WASHINGTON, DC – Le pape François a dit de la corruption qu’elle est « la gangrène d’un peuple ». Le secrétaire d’État américain, John Kerry, y voit un des éléments qui entretiennent l’extrémisme (« radicalizer »), car elle « détruit la confiance en une autorité légitime ». Et le Premier ministre britannique David Cameron la considère comme « l’un des plus grands ennemis, aujourd’hui, du progrès ».

Pour le dire simplement, la corruption, c’est le détournement d’une fonction publique à des fins privées. Comme le reconnaissent de plus en plus les dirigeants, c’est une menace au développement, à la dignité humaine et à la sécurité mondiale. Lors du sommet anti-corruption, qui se tiendra à Londres le 12 mai, les dirigeants de la planète – auxquels se joindront des représentants du monde des affaires et de la société civile – auront une chance à saisir s’ils veulent faire reconnaître ce fléau.

Dans toutes les cultures et tout au long de l’histoire, la corruption a été dénoncée. Elle est aussi vieille que l’État.
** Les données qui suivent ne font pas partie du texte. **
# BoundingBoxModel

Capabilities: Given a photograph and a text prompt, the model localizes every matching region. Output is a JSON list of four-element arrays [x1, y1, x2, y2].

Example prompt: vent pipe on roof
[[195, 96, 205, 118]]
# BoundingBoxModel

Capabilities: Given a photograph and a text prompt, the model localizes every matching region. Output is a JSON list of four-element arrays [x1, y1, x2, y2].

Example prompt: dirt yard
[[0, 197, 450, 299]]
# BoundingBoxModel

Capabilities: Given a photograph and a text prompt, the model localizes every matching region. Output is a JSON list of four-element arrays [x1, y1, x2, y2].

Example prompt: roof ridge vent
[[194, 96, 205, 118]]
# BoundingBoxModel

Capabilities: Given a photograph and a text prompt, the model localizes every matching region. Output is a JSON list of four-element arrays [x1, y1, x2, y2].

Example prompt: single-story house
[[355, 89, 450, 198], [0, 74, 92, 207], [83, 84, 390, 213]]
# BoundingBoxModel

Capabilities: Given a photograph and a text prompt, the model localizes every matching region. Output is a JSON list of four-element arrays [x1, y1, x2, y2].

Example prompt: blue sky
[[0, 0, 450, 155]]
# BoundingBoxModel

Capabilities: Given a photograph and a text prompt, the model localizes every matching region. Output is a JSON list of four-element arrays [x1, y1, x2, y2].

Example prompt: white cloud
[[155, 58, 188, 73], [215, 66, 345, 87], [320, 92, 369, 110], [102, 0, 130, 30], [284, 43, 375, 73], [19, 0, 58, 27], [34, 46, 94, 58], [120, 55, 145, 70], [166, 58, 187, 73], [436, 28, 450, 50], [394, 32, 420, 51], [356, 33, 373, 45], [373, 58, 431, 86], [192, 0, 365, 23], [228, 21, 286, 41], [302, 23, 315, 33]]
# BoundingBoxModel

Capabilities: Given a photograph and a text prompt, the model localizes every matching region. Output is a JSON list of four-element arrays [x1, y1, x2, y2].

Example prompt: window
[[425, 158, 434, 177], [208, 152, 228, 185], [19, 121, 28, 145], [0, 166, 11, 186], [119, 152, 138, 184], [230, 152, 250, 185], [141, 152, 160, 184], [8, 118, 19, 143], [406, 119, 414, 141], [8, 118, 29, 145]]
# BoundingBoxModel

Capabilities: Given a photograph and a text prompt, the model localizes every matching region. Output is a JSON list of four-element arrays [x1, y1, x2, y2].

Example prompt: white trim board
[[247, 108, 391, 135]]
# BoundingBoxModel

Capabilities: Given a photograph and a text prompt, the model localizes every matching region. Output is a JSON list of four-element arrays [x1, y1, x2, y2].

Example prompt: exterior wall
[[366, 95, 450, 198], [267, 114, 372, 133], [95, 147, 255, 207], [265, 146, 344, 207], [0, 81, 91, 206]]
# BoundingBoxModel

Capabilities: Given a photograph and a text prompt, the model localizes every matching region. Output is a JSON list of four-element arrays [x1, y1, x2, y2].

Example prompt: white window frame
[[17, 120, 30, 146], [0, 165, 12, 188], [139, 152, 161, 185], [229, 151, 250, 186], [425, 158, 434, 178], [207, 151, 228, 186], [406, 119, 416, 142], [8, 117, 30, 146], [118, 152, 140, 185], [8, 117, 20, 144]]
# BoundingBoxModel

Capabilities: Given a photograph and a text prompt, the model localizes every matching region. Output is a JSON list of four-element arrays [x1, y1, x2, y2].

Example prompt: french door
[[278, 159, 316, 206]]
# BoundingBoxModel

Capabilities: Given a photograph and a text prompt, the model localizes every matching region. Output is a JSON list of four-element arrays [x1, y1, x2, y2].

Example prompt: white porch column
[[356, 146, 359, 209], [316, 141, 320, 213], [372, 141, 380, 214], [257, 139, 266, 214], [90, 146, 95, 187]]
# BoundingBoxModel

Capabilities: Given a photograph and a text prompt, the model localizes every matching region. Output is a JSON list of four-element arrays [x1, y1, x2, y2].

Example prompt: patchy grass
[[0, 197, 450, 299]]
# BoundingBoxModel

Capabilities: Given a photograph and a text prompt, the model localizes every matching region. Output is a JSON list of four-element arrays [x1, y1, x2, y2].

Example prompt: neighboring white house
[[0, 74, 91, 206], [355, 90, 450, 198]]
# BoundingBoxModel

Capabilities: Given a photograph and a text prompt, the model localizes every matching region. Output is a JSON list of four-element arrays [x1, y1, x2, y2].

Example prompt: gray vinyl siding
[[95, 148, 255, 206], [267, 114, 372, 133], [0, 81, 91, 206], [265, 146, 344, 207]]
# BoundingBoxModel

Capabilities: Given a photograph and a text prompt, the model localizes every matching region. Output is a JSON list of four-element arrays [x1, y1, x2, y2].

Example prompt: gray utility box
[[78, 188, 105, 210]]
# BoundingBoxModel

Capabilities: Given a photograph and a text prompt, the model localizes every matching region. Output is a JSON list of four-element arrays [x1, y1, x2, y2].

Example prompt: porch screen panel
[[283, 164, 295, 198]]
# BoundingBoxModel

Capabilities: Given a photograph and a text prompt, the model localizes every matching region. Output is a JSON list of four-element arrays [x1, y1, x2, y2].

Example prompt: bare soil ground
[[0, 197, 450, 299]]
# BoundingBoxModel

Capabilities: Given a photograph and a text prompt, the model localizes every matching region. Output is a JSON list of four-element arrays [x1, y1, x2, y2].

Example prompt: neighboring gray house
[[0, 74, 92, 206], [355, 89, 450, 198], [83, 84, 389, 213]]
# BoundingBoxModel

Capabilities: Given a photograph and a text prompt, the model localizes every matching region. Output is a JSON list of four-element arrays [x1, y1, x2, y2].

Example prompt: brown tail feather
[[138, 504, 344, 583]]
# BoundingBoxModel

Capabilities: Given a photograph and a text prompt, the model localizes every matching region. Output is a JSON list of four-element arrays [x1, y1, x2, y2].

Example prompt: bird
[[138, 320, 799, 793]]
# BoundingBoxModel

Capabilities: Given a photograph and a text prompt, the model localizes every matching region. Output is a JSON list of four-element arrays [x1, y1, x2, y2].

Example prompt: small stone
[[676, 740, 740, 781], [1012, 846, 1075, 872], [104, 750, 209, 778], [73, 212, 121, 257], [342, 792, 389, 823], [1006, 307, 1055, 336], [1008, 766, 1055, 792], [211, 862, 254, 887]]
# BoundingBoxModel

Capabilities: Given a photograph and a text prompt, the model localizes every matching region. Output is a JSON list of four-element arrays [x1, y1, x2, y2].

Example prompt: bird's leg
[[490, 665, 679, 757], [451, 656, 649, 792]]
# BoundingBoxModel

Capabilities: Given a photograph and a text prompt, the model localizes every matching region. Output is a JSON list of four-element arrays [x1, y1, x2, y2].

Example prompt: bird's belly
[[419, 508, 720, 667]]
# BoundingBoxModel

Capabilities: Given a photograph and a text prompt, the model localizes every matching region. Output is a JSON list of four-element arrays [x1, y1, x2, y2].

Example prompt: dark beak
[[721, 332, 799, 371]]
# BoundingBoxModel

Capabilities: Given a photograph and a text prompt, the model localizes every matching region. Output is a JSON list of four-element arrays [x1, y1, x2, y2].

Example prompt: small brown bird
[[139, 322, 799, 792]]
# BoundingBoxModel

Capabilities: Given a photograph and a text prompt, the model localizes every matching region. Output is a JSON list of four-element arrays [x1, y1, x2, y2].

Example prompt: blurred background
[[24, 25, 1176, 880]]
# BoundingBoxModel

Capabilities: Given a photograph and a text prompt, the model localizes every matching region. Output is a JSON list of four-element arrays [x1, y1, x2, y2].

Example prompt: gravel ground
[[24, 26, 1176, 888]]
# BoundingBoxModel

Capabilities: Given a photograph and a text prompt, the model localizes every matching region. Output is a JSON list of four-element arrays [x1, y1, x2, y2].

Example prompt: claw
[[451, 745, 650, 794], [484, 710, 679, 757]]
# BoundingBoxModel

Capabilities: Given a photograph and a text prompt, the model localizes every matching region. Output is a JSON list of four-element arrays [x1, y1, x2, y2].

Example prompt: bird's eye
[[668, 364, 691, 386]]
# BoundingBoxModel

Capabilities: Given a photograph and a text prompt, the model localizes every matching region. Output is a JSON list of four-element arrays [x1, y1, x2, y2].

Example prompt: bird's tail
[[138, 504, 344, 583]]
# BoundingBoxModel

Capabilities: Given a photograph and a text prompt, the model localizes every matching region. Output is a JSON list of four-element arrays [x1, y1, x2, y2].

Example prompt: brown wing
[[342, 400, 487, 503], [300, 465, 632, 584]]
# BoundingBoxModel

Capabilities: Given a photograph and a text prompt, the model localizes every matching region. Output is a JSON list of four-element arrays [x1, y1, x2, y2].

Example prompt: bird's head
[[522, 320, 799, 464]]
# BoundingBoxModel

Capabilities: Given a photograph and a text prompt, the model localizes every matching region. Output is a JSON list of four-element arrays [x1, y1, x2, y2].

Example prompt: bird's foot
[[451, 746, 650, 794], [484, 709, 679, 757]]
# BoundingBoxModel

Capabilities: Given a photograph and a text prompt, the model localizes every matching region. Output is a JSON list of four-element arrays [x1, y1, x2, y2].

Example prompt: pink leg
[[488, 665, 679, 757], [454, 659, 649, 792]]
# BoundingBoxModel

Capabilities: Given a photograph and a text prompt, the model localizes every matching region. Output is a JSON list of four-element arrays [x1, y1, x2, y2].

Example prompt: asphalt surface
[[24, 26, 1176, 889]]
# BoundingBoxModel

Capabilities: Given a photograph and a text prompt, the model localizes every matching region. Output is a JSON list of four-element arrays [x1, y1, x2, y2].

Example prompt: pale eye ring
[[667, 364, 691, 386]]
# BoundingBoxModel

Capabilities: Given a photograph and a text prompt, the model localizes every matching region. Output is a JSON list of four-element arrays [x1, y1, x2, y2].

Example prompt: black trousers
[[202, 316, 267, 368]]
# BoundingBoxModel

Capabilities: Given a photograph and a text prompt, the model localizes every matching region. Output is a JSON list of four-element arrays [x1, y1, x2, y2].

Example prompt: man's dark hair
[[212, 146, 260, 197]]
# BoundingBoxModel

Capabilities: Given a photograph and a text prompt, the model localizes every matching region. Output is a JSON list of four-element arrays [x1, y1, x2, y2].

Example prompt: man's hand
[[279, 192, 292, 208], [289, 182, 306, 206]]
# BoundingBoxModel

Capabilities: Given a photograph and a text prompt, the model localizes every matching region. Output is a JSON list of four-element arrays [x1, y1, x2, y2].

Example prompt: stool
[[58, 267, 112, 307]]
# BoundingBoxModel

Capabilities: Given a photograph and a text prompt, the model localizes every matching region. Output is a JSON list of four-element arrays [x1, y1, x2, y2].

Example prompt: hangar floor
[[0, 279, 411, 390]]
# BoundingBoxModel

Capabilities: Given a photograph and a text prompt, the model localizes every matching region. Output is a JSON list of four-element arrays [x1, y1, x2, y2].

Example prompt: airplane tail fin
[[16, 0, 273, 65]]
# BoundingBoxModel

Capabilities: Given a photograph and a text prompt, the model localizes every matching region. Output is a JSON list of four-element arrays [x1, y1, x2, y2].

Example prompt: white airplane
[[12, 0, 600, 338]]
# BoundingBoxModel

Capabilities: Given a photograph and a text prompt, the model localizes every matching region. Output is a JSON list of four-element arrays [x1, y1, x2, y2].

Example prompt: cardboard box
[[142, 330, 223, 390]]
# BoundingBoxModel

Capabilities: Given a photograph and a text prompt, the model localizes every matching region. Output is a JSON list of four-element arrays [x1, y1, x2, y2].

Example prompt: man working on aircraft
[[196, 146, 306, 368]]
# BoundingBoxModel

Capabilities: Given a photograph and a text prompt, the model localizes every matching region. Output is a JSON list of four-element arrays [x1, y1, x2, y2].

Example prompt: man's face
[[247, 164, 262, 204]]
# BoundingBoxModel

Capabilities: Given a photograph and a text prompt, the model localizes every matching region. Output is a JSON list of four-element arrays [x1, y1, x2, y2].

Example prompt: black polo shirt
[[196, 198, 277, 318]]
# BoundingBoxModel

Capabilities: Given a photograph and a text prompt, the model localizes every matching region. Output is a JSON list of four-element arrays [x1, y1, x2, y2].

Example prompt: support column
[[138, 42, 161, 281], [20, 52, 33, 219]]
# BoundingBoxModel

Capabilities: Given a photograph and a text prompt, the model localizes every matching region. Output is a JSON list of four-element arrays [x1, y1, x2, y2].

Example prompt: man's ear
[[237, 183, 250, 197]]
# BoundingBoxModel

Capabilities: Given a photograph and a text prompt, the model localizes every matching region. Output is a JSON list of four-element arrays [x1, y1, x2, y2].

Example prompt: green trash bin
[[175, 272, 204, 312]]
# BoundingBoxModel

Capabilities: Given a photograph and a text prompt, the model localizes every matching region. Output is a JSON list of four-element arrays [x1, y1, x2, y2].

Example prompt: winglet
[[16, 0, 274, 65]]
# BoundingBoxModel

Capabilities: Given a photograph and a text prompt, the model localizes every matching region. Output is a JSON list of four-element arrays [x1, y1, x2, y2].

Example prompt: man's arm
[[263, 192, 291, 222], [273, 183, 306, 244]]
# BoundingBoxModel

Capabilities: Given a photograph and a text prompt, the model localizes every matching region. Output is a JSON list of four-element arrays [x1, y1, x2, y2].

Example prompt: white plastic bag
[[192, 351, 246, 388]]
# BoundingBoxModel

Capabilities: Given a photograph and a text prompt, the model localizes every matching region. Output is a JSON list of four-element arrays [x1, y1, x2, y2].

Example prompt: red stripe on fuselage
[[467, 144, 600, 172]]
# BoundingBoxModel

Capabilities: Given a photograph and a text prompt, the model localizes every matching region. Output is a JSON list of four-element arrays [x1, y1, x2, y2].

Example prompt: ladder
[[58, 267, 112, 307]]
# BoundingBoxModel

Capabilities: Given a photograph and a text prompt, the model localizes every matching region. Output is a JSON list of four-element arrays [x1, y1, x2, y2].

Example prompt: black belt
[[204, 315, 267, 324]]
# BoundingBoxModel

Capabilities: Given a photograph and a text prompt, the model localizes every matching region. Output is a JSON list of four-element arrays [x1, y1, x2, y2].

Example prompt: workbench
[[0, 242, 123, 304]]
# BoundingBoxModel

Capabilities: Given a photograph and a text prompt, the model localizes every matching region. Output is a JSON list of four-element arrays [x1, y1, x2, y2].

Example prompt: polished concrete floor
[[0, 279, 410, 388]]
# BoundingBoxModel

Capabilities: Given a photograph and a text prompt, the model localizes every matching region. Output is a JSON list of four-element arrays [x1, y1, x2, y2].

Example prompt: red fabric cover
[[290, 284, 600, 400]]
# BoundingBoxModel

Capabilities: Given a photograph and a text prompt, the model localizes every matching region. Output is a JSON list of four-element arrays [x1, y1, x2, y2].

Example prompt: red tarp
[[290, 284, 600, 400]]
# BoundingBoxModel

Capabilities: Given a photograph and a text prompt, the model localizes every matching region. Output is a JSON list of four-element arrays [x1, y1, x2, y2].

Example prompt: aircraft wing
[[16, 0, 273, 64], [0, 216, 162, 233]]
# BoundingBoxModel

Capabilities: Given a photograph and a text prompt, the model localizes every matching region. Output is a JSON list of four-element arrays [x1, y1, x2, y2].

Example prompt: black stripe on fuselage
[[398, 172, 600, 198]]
Mais comme les autres activités criminelles, elle est devenue, au cours des dernières décennies, de plus en plus sophistiquée, et ses effets dévastateurs sur le bien-être et la dignité d’innombrables innocents n’ont fait qu’augmenter.

Pour commencer, la corruption mine les perspectives de développement. Lorsque, par exemple, la fraude aux marchés publics est rampante, lorsque les redevances d’exploitation des ressources naturelles sont subtilisées à la source, ou bien encore lorsque le secteur privé est monopolisé par un réseau fermé de copains, les populations sont spoliées de leur faculté à se choisir un avenir.